In November, Hays upgraded the MRC's view of Gervais from "vulgar" and "brutal " to merely a "politically incorrect mischief maker" because he once again, yes, made more transgender jokes, proudly crowing, "Despite the left’s best efforts, cancel culture has not yet ousted Ricky Gervais." He didn't mention that his employer had been trying to work cancel culture against Gervais for years.

MRC Latino's transgender freakout

The MRC's transphobia even spilled over to MRC Latino, the operation that looks at Hispanic media.

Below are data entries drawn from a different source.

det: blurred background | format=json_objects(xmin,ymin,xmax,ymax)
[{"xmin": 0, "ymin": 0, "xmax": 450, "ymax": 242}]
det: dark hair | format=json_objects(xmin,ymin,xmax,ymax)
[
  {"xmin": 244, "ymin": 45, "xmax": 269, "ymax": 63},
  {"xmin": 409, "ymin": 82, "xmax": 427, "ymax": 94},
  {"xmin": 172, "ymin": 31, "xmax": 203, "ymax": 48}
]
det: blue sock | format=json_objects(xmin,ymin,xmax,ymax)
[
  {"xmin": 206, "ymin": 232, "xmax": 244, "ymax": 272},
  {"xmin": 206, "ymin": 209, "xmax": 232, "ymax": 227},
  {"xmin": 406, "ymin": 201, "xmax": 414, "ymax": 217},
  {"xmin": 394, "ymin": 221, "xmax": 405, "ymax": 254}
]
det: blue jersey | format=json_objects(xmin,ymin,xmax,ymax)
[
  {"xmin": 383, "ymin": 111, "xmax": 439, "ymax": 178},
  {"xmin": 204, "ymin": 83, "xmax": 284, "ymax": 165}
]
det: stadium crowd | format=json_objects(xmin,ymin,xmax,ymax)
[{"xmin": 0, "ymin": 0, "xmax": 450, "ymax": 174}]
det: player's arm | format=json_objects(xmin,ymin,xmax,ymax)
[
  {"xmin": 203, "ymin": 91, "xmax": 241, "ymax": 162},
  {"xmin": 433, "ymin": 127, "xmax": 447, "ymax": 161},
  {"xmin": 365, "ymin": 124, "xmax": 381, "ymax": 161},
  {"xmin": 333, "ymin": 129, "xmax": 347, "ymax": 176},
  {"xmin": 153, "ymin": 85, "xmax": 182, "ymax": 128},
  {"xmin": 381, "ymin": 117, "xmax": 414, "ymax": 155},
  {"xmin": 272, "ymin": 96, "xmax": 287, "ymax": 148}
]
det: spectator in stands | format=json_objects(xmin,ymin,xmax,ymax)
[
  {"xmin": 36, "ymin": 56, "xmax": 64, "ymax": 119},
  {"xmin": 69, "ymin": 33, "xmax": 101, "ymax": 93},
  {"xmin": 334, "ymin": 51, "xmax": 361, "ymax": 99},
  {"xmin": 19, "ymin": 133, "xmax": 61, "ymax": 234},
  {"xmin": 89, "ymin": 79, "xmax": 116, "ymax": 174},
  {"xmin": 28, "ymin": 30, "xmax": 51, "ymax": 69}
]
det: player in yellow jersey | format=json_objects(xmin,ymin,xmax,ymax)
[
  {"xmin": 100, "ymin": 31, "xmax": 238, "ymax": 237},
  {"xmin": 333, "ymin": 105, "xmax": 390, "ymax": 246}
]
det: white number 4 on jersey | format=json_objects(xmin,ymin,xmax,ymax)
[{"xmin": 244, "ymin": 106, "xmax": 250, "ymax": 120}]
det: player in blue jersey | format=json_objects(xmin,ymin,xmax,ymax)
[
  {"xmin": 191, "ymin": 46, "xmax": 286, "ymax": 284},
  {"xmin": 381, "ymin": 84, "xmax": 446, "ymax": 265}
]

An Oct. 28 post by Kathleen Krumhansl denounced Univision for the offense of doing a story on a medical clinic that caters to transgenders because there are too few transgenders to deserve news coverage:

In their scramble to help secure votes for the Democrats and fulfill their leftist policy vision, Univision News continues to expand its “Latino Agenda”. The network is now openly advocating for the political platforms of leftist Democratic presidential hopefuls, and pushing for issues and policies that are completely out of tune with the reality of the Latino population to which they cater.

[...]

According to a Pew Research Center survey, 5% of LGBT respondents identify primarily as transgender; as the study states, “this is roughly consistent with other estimates of the proportion of the LGBT population that is transgender. Although there is limited data on the size of the transgender population, it is estimated that 0.3% of all American adults are transgender. This begs the question: of that 0.3% of the population, how many are Hispanics to whom this issue can be of any interest?

[...]

From their excitement about the non-existent word “Latinx”, to this recent example of the network´s liberal rhetoric, there is no doubt about the political motivations of the nation's leading Spanish-speaking news network, and they have nothing to do with the audience they represent.

We're sorry that Krumhansl thinks so little of transgenders that she thinks their existence in media must be eradicated.

MRC Latino director Jorge Bonilla had a similar freakout in a Dec. 2 post:

It is known that immigration advocacy is the cornerstone of Univision’s “Agenda Latina,” the first issue among many others for which the network advocates. Transgenderism is also one such issue, and the network is not above inserting its agenda into its coverage by any means necessary.

Watch below as Univision’s English-language broadcast, UNews, used National Adoption Month as a means with which to highlight a transgender teen:

[...]

As the report mentions, “Ariella” is still in foster care. Present tense, which means that “Ariella” is still a CHILD. How does this particular showcasing help “Ariella” overcome what appears to be a long, painful history of trauma?

Given the network’s extensive history with Planned Parenthood, both in partnerships and favorable coverage, it reasonable to infer that Univision doesn’t actually care about adoption. The very odd mention of National Adoption Month here is merely a fig leaf with which to justify its shameful exploitation of a vulnerable teen.

None of that matters, and nothing else matters to Univision, a liberal PAC with a broadcast license, except its agenda- even if it means aiding and abetting the exploitation of an abused and vulnerable child. Indeed, a new cynical low.

Looks like Bonilla won't be opening up his judgmental heart to this child anytime soon.